• bu sabah başlayacağım fiziksel etkinlik, spor.
  • anadolunun ücra köylerinde yaşayan gencecik çocukların okullarına gitmek için her sabah yaptıkları mecburi spordur.

    p.s.: bu mesafe 10 km. olmasın da 1. km olsun ne fark eder ki?
  • yakın zamanda başlayacağım egzersiz türü.
  • koşu değil de yürüyüş olacaksa ve tam olarak 10 km ise hayli vakit alacak olan eylemdir.
  • hızlı tempo ile uygulandığı zaman bile 1,5 saatten önce tamamlanamayan aktivite. ayrıca rutin uygulanan bir egzersiz değil ise, bel ve bacaklarda ciddi ağrılara ve kramplara yok açacaktır.

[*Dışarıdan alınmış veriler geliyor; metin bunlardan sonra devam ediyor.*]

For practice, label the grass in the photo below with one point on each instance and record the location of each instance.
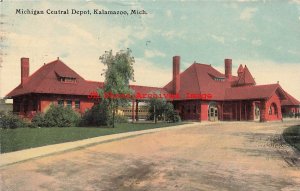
(292, 136)
(24, 138)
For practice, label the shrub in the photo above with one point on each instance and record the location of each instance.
(170, 114)
(118, 119)
(59, 116)
(96, 116)
(163, 111)
(11, 121)
(38, 120)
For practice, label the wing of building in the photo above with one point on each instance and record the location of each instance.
(198, 93)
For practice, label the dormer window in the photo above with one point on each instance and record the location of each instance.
(219, 79)
(67, 79)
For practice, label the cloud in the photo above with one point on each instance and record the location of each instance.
(169, 13)
(153, 53)
(247, 13)
(148, 74)
(218, 38)
(173, 34)
(256, 42)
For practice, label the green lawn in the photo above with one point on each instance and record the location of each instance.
(23, 138)
(292, 136)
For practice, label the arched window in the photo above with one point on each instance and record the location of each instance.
(273, 109)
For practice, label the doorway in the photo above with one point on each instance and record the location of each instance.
(213, 112)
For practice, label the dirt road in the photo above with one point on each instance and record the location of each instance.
(217, 156)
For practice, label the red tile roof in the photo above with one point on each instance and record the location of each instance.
(254, 92)
(201, 79)
(245, 78)
(290, 100)
(204, 79)
(45, 80)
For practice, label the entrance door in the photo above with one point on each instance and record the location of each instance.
(213, 113)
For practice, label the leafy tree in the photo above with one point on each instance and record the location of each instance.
(97, 115)
(59, 116)
(160, 109)
(11, 121)
(117, 76)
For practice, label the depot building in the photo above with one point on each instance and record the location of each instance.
(232, 97)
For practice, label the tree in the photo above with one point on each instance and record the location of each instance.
(117, 76)
(160, 109)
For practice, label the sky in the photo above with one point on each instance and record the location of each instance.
(264, 35)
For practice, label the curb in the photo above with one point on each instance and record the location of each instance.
(27, 154)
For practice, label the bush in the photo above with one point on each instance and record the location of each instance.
(96, 116)
(163, 111)
(170, 114)
(38, 120)
(118, 119)
(58, 116)
(11, 121)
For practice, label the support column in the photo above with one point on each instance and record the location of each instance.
(252, 111)
(203, 111)
(263, 111)
(136, 110)
(132, 112)
(240, 110)
(246, 112)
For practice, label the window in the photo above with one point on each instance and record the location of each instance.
(60, 102)
(69, 103)
(67, 79)
(273, 109)
(77, 104)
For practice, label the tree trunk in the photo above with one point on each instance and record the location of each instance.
(113, 118)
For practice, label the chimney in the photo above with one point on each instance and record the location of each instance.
(228, 69)
(24, 70)
(176, 76)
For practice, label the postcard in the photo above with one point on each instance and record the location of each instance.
(150, 95)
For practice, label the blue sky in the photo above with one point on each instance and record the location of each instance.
(264, 35)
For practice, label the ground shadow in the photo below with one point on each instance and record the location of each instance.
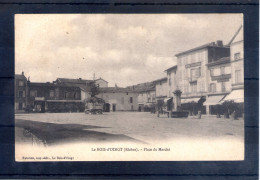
(53, 134)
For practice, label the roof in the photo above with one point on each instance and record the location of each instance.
(143, 87)
(171, 68)
(235, 35)
(223, 60)
(74, 81)
(20, 77)
(212, 44)
(114, 90)
(101, 79)
(47, 84)
(160, 80)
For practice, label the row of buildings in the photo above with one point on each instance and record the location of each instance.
(207, 75)
(68, 95)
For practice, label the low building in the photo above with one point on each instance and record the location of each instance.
(20, 92)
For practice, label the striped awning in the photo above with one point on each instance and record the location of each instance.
(213, 100)
(189, 100)
(64, 100)
(235, 95)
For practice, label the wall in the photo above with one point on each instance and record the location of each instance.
(161, 89)
(217, 74)
(238, 64)
(171, 82)
(121, 100)
(101, 83)
(20, 99)
(185, 63)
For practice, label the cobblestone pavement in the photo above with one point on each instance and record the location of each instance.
(146, 127)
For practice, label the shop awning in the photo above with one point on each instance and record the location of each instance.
(167, 99)
(213, 100)
(189, 100)
(64, 100)
(236, 96)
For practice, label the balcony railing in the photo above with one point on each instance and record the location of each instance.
(221, 77)
(193, 79)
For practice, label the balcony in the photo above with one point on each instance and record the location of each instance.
(223, 77)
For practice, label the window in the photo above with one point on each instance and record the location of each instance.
(212, 72)
(202, 86)
(197, 72)
(238, 76)
(131, 99)
(21, 83)
(180, 74)
(57, 92)
(193, 87)
(20, 94)
(223, 87)
(51, 93)
(186, 88)
(76, 95)
(33, 93)
(237, 56)
(222, 70)
(180, 61)
(212, 87)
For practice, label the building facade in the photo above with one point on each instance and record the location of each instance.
(52, 97)
(237, 70)
(20, 92)
(219, 84)
(119, 99)
(193, 76)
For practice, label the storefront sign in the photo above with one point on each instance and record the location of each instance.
(39, 98)
(221, 77)
(193, 65)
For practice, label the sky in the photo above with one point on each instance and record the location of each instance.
(123, 49)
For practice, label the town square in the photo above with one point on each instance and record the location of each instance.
(100, 81)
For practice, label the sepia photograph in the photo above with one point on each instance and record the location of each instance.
(129, 87)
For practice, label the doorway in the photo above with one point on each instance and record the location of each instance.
(114, 107)
(20, 106)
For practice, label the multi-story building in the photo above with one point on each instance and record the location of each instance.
(54, 97)
(237, 68)
(219, 84)
(146, 95)
(119, 99)
(193, 75)
(161, 88)
(20, 92)
(82, 82)
(171, 80)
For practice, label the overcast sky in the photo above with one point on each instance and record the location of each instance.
(120, 48)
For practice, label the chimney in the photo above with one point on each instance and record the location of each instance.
(219, 43)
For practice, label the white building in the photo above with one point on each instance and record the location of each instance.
(119, 99)
(237, 67)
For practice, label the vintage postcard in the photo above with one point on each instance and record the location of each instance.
(129, 87)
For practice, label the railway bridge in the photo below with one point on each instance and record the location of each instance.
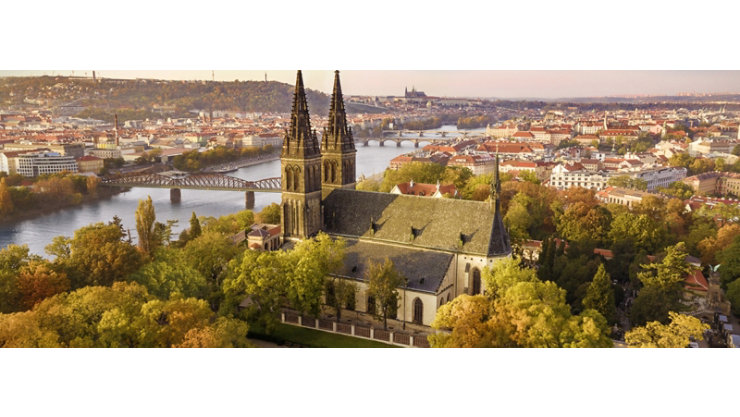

    10 km olmasın, 5 km olsun, 3 km olsun yararları çile çekmeye değecektir (bkz: cardio)
  • doğru nefes ve duruşla yapmadığınız sürece bir sikime yaramayacaktır. hatta kas kaybedersiniz.
  • bokunu çıkarmaktır.
    her şeyin olduğu gibi egzersizin de aşırısı zarar. ayrıca bu kadar uzun süre yeknesak spor, kısa sürede yapanı bıktırır ve zamanla ödünler vere vere sonunda sporu bırakırsın.
    her gün 30 - 60 dakika bir süre orta tempolu (100-120 adım) yürüyüş sağlıklı yaşam için yeter ki, 2,5-5,5 km mesafeye denk geliyor.
    yok derdin; zayıflamaksa, sporu bu kadar ifrada kaçıracağına yemeden içmeden azıcık kıs.
    10 km yürüyüp ardından 2 koca tabak soslu spagetti yiyorsan hiçbir faydası yok. birincisi, 600 kalori yaktırır; ikincisi 1800 kalori aldırır.
  • 10 çok ya
  • her gece 10 km yürümek versiyonunu yaptığım hede.

    aslında mevzu benim için karaciğer yağlanması, fazla kilolar ve psikolojik takıntılarla başladı. yürümek her zaman rahatlatan bir aktivite olduğundan birden "yürümeliyim" fikri çok mantıklı geldi. kalabalık görmeye dayanamadığım için de günün en güzel saatleri olan gece saatlerini seçtim.

    bazen gece 1'de bazen de 2'de çıkıyorum. ilk 5 dakikası serseri serbest stilimizden dolayı playlistin giriş şarkısıyla sigara içmekle geçiyor. sonra tempo yakaladığımı anladığım an kendimi zorluyorum. yürüdüğüm rota eski lara yolu ve burhannetin onat arasında. caddede sürekli trafik olduğu için tehlike arz eden bir durum da yok. hatta yolda yaya görünce "aaa insan lan" diyorsun. palmiyelerle dolu bir cadde, karşı şeritten akan trafik güvenli bir yol ve en önemlisi denizden gelen serin hava o 10 km'yi hissettirmiyor. yol boyunca bazen the smiths bazen orhan gencebay bazen ankara havası bazen de türkçe pop dinliyorum. öyle de iştahlı bir iş yürümek...

    ilk 3 hafta özelinde psikolojik olarak faydasını gördüm diyebilirim. yürümediğim tek gün oldu (sosyalleşme geyikleri) onda da kendimi huzursuz hissettim. bu saatlerde eve gelip, duş alıp kahve-sigara eşliğinde entryi bitirirken zihnimin berraklığını da ekleyeyim. tek sıkıntı alışma sürecindeki kaval kemiği ağrısı. o da zamanla geçiyor.